Well, not quite. Because it’s also the season for contract negotiations, err . . . disputes.

And it looks like insurers aren’t in a particularly jolly spirit this December after all, as nearly all major insurance companies are mid-dispute with various hospitals and threatening to go out of network if they don’t get their way.

Here’s this season’s roundup:

UnitedHealthcare and a New Mexico health system have hit a contract stalemate

Lovelace Health System, located in Albuquerque, New Mexico operates five hospitals and 51 clinics across its state. But if UnitedHealthcare and the health system can’t come to an agreement, an estimated 13,400 patients — 9,700 of those who are on Medicare Advantage plans — stand to lose coverage at any of Lovelace’s locations, reports Becker’s Healthcare.
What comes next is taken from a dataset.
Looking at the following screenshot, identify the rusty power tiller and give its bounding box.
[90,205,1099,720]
It’s unfortunate when things like this happen, especially when UnitedHealth Group expects to hit $360 billion in revenue next year, per Forbes.
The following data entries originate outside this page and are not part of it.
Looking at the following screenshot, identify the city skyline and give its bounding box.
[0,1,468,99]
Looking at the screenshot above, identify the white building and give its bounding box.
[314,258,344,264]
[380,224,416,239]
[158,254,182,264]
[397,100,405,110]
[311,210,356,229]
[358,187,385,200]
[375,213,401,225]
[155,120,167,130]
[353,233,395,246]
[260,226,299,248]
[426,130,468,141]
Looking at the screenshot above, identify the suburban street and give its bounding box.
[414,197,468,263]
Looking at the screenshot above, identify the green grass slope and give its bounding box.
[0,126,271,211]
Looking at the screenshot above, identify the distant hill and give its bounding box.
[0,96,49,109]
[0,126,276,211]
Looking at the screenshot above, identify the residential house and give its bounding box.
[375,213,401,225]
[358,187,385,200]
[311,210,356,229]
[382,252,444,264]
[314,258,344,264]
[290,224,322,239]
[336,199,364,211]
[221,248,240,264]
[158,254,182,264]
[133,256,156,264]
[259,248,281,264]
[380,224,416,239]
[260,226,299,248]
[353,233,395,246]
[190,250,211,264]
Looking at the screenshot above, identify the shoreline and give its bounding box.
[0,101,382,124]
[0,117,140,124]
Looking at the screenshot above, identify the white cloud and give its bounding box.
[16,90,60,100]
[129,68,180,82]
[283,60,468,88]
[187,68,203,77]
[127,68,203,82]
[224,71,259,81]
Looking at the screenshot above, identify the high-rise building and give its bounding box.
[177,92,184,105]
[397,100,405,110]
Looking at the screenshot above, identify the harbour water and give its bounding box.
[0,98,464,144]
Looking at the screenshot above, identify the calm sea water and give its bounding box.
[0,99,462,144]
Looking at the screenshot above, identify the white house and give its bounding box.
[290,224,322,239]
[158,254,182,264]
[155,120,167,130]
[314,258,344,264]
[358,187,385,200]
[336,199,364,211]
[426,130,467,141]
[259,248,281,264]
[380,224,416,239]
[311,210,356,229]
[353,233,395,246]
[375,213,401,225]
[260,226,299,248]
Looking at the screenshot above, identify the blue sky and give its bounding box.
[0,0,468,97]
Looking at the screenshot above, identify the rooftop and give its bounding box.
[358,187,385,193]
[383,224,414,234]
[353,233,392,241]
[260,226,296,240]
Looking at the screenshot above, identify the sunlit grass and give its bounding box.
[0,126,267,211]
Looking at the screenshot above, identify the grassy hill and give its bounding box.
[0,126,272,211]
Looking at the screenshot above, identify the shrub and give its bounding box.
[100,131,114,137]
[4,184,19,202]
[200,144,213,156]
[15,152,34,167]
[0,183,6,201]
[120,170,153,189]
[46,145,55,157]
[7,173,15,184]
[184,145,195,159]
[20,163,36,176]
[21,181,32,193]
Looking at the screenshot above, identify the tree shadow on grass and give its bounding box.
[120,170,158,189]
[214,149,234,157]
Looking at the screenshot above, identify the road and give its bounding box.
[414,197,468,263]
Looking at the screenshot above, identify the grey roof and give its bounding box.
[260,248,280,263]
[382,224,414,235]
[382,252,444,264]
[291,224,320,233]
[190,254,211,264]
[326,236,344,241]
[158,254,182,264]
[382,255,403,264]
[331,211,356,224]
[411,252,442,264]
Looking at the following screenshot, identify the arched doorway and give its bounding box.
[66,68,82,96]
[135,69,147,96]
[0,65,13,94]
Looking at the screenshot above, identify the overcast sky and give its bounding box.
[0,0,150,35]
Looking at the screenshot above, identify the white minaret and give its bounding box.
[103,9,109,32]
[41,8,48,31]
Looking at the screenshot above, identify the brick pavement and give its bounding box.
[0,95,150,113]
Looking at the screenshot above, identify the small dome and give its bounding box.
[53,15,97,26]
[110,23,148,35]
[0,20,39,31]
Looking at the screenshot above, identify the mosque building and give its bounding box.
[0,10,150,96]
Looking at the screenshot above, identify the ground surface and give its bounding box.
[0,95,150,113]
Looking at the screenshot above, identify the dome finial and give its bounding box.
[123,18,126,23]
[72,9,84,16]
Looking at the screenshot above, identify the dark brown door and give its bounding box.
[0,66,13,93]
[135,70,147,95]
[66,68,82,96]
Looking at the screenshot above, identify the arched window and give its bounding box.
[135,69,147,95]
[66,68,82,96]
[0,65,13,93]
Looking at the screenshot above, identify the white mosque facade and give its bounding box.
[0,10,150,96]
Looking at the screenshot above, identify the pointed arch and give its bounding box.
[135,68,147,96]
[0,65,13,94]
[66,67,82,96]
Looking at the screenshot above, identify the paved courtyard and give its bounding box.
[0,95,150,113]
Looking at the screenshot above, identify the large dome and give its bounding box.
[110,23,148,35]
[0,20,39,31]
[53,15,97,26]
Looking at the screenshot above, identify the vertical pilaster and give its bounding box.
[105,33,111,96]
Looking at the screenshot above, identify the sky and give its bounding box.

Community Healthcare System and Aetna are in a battle  

Community Healthcare System, based in Munster, Indiana, has not been able to reach a contract agreement with Connecticut-based insurer Aetna, Inc, according to Indiana Business. If the quarreling continues, Aetna will no longer be an in-network insurance provider effective January 15th. Aetna, too, had a profitable year, with revenue rising nearly 11% year over year, reports Healthcare Dive.

Employee coverage hangs on the line at Methodist Healthcare

Negotiations started over fees that Blue Cross Blue Shield is supposed to pay Methodist Healthcare for its hospital and outpatient facilities. If the two can’t come to an agreement, an estimated 14,000 employees who are covered under the two City of Memphis health plans could lose access to in-network Methodist services, says Commercial Appeal. The deadline to come to an agreement is December 31st.

Centene and Tenet duke it out this December

Dallas-based Tenet Healthcare and Centene, one of the nation’s biggest health insurers, are duking it out — with the coverage of 3 million patients hanging in the balance, according to Becker’s Healthcare. Centene has already issued a notice of termination for its contract with Tenet. Any guess what the argument is over? Reimbursement rates (what else?). “They are asking for excessive rate cuts during a time period when costs are going up,” notes William Ellert, MD, chief medical officer at Abrazo Health, a hospital within the Tenet network in Tucson, Arizona. If Centene follows through on termination, 400,000 Medicaid members in Arizona alone would be affected.

Cigna vs. The Children of Phoenix

If Cigna can’t come to its senses come February 1st, Phoenix Children’s Hospital’s contract will expire, per Beckers Healthcare. While Cigna is claiming that Phoenix Children’s is demanding double-digit rate increases, the hospital is the only comprehensive pediatric health system in the area and is determined to find a resolution between the two parties.

The importance of contract roundups:

You might be wondering why we do these contract roundups so often. After all, contract negotiations have long been a part of how hospitals and insurance companies work with one another.

The reason: it’s been somewhat of an industry secret that insurers are becoming more aggressive and frequent in their negotiations — such as cutting contracts midway through their terms or demanding shockingly low reimbursement rates. And while hospitals continue to struggle to keep their doors open, is it any wonder that they’re (literally) fighting for their lives?

And because this hasn’t been the standard practice for long, many hospitals mistakenly think it’s a problem unique to them and their market. That a carrier is just particularly aggressive, that it’s situational.

Doing these roundups frequently shows how widespread contract disputes really are, and they seem to be getting more and more contentious. To us, it looks like a systemic, nationwide strategy of playing hardball and slashing rates rather than partnering with hospitals to find reasonable and cost-effective solutions that benefit their communities.